I presume that the above email was sent to one who plays with Google, ie, webmaster stuff and other things where G has an email address... Can't see Google sending that same comment out to all the OTHER websites for which they do not have contact information etc. or any dog in the fight.
This reminds me of pissing in your water supply or pooping around the campfire. Makes for more BAD PRESS than solving problems. The way to deal with duplicate content is to ignore it... oh, wait, can't do that! There would be hordes of webmasters crying foul!
Best I can say that if one plays in their sandbox, their rules ("sandbox" means playpen/play area, not isolation) will apply. Live with it and don't complain.
Over the last three years I've migrated 75% of "ad income" away from Google and saw a 22% increase for income. The Google monster still lives, as a monster, but there are increasingly more predators/competitors---even mosquitoes---nipping at the heels of the monster wherein webmasters can enjoy income without krappola dictates from the creepy line.
|Live with it and don't complain. |
Thats what I am trying to do.
|Over the last three years I've migrated 75% of "ad income" away from Google and saw a 22% increase for income. |
Unless you live in USA, Yahoo and Microsoft adnetwork won't work. I don't think so managing own ad network is good idea for selling ads. Especially this won't work if you are running a small business. What else choice you got?
I've seen this message before when there was a problem with a rewrite. The bot was getting caught in a loop which in turn was generating a high volume of pages returning a 200 OK. I'd double check and make sure you don't have malformed syntax somewhere which is causing the bot to get hung up in some sort of black hole.
Did you make any changes since the time that message appeared? What does crawl activity look like? Do you see an initial spike and then lots of spikiness afterward? That could be a sign of a problem somewhere in the machine.
|I'd double check and make sure you don't have malformed syntax somewhere which is causing the bot to get hung up in some sort of black hole |
What are you referring here? Problem in URL rewriting? The urls that google bot attached to this message are working fine almost all are paginated urls and they have right canonical link.
|Did you make any changes since the time that message appeared? |
No I didn't
|Do you see an initial spike and then lots of spikiness afterward? |
I see normal crawl activity during August to November. A little spike in the mid of Oct (time spent, kilo bytes downloaded and number of pages crawled)
|What are you referring here? Problem in URL rewriting? The urls that google bot attached to this message are working fine almost all are paginated urls and they have right canonical link. |
I do believe the URIs are just a sampling of what it found and not the entire set. If you browse to a paginated URI that is not valid, are the proper server headers being returned?
|A little spike in the mid of Oct (time spent, kilo bytes downloaded and number of pages crawled). |
And this message from Google came after that "little spike" in the middle of October?

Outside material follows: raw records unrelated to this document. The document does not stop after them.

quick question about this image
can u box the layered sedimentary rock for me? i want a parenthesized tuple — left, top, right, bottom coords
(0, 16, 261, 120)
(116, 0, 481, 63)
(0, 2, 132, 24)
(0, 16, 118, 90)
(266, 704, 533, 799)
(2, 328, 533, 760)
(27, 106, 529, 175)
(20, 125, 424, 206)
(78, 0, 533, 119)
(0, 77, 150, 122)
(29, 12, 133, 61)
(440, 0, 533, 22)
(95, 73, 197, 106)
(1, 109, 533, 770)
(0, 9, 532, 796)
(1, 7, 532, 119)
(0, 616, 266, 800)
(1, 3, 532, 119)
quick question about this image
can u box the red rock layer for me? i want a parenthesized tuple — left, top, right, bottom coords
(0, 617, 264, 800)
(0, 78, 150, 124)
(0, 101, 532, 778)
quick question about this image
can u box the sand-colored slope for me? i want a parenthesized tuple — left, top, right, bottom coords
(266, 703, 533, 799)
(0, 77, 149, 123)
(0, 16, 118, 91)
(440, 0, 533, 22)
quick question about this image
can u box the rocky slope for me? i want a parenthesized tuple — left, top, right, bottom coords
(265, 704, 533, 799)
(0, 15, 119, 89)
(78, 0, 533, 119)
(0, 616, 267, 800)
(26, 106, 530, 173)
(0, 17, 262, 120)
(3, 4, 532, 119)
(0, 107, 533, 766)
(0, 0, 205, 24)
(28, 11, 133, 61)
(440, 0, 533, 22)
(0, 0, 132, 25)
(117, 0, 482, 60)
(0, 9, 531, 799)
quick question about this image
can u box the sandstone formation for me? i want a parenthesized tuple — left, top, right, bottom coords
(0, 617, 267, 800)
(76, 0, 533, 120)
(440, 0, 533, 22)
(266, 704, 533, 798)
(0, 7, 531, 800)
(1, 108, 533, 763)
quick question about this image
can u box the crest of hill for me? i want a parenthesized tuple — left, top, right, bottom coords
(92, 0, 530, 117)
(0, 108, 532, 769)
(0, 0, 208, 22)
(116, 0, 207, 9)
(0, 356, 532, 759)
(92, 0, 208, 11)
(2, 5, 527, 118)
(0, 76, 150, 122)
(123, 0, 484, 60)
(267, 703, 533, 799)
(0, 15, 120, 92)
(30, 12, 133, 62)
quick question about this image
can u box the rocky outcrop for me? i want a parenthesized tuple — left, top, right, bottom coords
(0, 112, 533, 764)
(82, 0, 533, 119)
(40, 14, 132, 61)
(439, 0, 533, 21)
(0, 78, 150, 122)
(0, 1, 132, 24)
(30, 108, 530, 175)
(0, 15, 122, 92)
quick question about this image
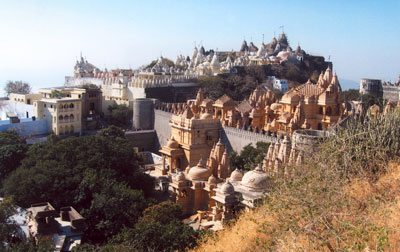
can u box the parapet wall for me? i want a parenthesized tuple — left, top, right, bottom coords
(220, 126, 279, 153)
(153, 108, 279, 153)
(154, 109, 173, 152)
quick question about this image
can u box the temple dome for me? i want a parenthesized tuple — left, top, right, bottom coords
(188, 159, 210, 181)
(240, 165, 269, 192)
(176, 172, 186, 182)
(220, 181, 235, 194)
(167, 136, 179, 148)
(208, 175, 217, 185)
(229, 169, 243, 182)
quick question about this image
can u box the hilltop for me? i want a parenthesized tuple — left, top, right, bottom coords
(192, 109, 400, 251)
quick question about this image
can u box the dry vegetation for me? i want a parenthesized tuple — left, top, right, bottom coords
(193, 110, 400, 252)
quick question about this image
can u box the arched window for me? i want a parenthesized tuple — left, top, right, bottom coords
(317, 123, 323, 130)
(64, 125, 69, 134)
(59, 115, 63, 120)
(70, 125, 74, 134)
(64, 115, 69, 121)
(326, 107, 332, 116)
(319, 107, 323, 115)
(70, 114, 74, 121)
(70, 103, 74, 109)
(59, 126, 64, 135)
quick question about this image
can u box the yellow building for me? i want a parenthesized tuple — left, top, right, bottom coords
(160, 107, 220, 173)
(9, 93, 43, 105)
(34, 98, 82, 135)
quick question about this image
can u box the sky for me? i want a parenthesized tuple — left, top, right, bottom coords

I'd be looking at technical glitches at this point in time to make sure all is okay. If you didn't make any changes that makes things a bit more challenging in determining what might be happening. Could be a glitch in GWT but as long as I've used it, the information reported is accurate. When you get a notification from Google like this, it would be cause for concern. First thing I'd be checking are server headers to make sure the bots are getting proper directives based on their requests. 200s where appropriate, 301s, 404s, 410s, etc.
From Google's John Mu...
|We show this warning when we find a high number of URLs on a site -- even before we attempt to crawl them. If you are blocking them with a robots.txt file, that's generally fine. If you really do have a high number of URLs on your site, you can generally ignore this message. If your site is otherwise small and we find a high number of URLs, then this kind of message can help you to fix any issues (or disallow access) before we start to access your server to check gazillions of URLs :-). |
Googlebot encountered an extremely high number of URLs on your site
|And this message from Google came after that "little spike" in the middle of October? |
No it came yesterday.
Probably there is something wrong at my end but so far I looked at the all urls (paginated) that have been given in message, I couldn't found any problem.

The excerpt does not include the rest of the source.